What is data modeling?
For our purposes, we’ll define data modeling in simple terms along with data modeling aliases: Data modeling is connecting (relationships) data tables (entities) through matching fields (keys) in a way that allows us to filter, aggregate, and analyze table columns (attributes).
How is data modeling represented in Power BI?
In Power BI, this is handled in the Model tab (third tab on the left). Let’s define our new terms in Power BI context:
- Entities are the tables we load using Power Query.
- Relationships are how we connect our entities on the Model tab using one of three methods: One-to-one, one-to-many, and many-to-many. One-to-many is the most common method for relating two entities.
- Keys are the fields in an entity that relate it to other entities.
- Once connected, we can select or filter one entity (say in the axis of a Power BI visual) and analyze the attributes of connected entities (the values of a visual).
Entities are concepts that the data define, e.g. business concepts such as manufacturers, products, and sales. The relationship between these entities can be thought of like this: One manufacturer (i.e. one row on a manufacturer table) makes dozens of products (dozens of rows on a products table).
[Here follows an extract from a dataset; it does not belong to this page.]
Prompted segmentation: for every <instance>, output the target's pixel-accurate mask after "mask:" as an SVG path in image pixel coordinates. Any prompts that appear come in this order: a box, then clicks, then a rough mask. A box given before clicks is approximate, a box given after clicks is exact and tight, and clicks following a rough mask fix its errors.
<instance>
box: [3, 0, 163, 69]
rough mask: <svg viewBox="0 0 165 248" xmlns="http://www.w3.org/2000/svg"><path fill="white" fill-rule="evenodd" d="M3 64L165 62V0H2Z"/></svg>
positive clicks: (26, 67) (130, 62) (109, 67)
By relating these two, we can look up all products made by a manufacturer, and vice versa: we can look up the manufacturer attributes for one product. Let’s look at an example of this.
Note the unique ManufacturerID values in the Manufacturer table compared to the repeating values in the Products table. This is an easy indication of a one-to-many relationship.
Key fields are often notated with the suffix ID. We can see that our Manufacturers table has a ManufacturerID field. The Product table has ManufacturerID and ProductID fields. And our Sales table has a ProductID column. Let’s connect these tables to each other to see how relationships work. When creating relationships, you can drag the field from one table to the matching field in the other, but you may want to use the Manage Relationships function at the top of the screen. We’ll use both in this example.
First let’s drag ManufacturerID in the Manufacturer table to the matching field in the Products table.
Now let’s use Manage Relationships to connect our ProductID in the Products table to the matching field in the Sales table.
You’ll see that these relationships are one-to-many types, meaning the table notated with the 1 has unique values, and the table with the * repeats those values, referring to the unique value for attributes. Our Manufacturer table has 14 unique values that are repeated in the 353 rows in the Product table. We’ll explore other relationship types in a future post.
Now let’s represent these data in our report view. We’ll create a slicer visual with the Manufacturer column from the Manufacturer table. Then we’ll create a bar chart visual with the Product column from the Product table as the visual axis and the Total Sales Amount measure (sums our sales in the Sales table) as the visual value. We can now use the slicer to filter the bar chart to only see product sales for the selected manufacturer. Using a dimensional data model to create these visuals is a crucial feature of Power BI report design.